September 21, 2022
Estimated Read Time: 4 minutes
As the last blog highlighted, the financial aid process is all about assessing what a family can afford to pay for college and trying to fill the gap. To do this, the federal government and colleges examine a family’s income and assets to determine how much a family should be expected to contribute before receiving financial aid, which is often much more than a family can actually afford.
Financial aid formulas weigh assets differently, depending on whether they are owned by the parent or the child. College savings in the form of 529 Plans are a tool that parents can use to prepare for college tuition costs. They are assessed as part of the financial aid determination process. As a result, it’s important to know how your 529 accounts will be assessed because this will affect the amount of financial aid your child is awarded.
The key takeaways are:
Financial aid can consist of loans (which must be repaid in the future), grants or scholarships (which do not have to be repaid), and work-study jobs. The typical financial aid package contains all of these different types of aid. There are no guarantees that a larger financial aid award will consist of favorable grants and scholarships — your child may simply be awarded more loans.
The two main sources of financial aid are the federal government and individual colleges. In determining a student’s financial need, the federal government uses a formula known as the federal methodology whereas colleges use a formula known as the institutional methodology. The treatment of 529 accounts may differ, depending on the formula used.
Now that we understand what financial aid is, let’s see how a 529 Plan affects federal financial aid.
Under the federal methodology, 529 plans — both savings plans and prepaid tuition plans — are considered an asset of the parent so long as the parent is the account owner. Under the federal formula, a parent’s assets are counted at a rate of no more than 5.6%. This means that every year, the federal government concludes that 5.6% of the parent’s assets should be available to help pay for college costs. (By contrast, student assets are counted at a rate of 20%.)
There are a few things to keep in mind regarding the classification of 529 Plans as a parent asset:
Withdrawals from a parent-owned 529 account that are used to pay the beneficiary’s qualified education expenses aren’t classified as either parent or student income.
The formula is calculated on the FAFSA® (Free Application for Federal Student Aid), which I will discuss in another blog.
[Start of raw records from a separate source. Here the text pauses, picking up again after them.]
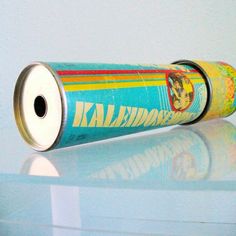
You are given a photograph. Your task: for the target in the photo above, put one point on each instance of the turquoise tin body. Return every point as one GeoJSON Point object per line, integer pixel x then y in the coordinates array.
{"type": "Point", "coordinates": [109, 100]}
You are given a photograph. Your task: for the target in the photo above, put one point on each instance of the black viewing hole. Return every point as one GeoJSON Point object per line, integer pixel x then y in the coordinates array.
{"type": "Point", "coordinates": [40, 106]}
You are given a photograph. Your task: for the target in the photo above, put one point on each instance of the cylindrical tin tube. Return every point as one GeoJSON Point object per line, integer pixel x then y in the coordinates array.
{"type": "Point", "coordinates": [201, 152]}
{"type": "Point", "coordinates": [63, 104]}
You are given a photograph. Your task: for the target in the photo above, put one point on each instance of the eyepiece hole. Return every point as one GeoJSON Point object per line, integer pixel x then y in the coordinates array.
{"type": "Point", "coordinates": [40, 106]}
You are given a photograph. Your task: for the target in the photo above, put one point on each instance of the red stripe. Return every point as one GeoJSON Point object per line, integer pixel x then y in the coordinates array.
{"type": "Point", "coordinates": [97, 72]}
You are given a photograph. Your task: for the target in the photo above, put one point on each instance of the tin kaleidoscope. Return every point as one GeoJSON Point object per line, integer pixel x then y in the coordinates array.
{"type": "Point", "coordinates": [63, 104]}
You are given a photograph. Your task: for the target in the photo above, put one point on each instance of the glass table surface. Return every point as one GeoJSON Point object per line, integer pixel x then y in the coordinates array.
{"type": "Point", "coordinates": [179, 180]}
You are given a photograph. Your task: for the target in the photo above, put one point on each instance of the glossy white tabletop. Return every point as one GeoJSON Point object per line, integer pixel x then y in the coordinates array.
{"type": "Point", "coordinates": [179, 180]}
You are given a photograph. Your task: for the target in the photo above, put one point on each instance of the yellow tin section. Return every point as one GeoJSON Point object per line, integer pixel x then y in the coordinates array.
{"type": "Point", "coordinates": [222, 78]}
Grandparent-owned accounts are not counted as an asset for either the parent or the student. However, withdrawals from a grandparent-owned 529 account are counted as student income on the FAFSA the following year. Student income is assessed at 50%, which means that a student’s eligibility for financial aid could decrease by 50% in the year following the withdrawal. Note: Starting with the 2024-2025 FAFSA, students will not need to report distributions from a grandparent-owned 529 plan. Students won’t be required to report any type of cash support.
It is important to consider when and how 529 withdrawals are made as they have the potential to impact financial aid in various ways. Knowing how your child’s 529 plan will be assessed is essential in minimizing the impact on college financial aid.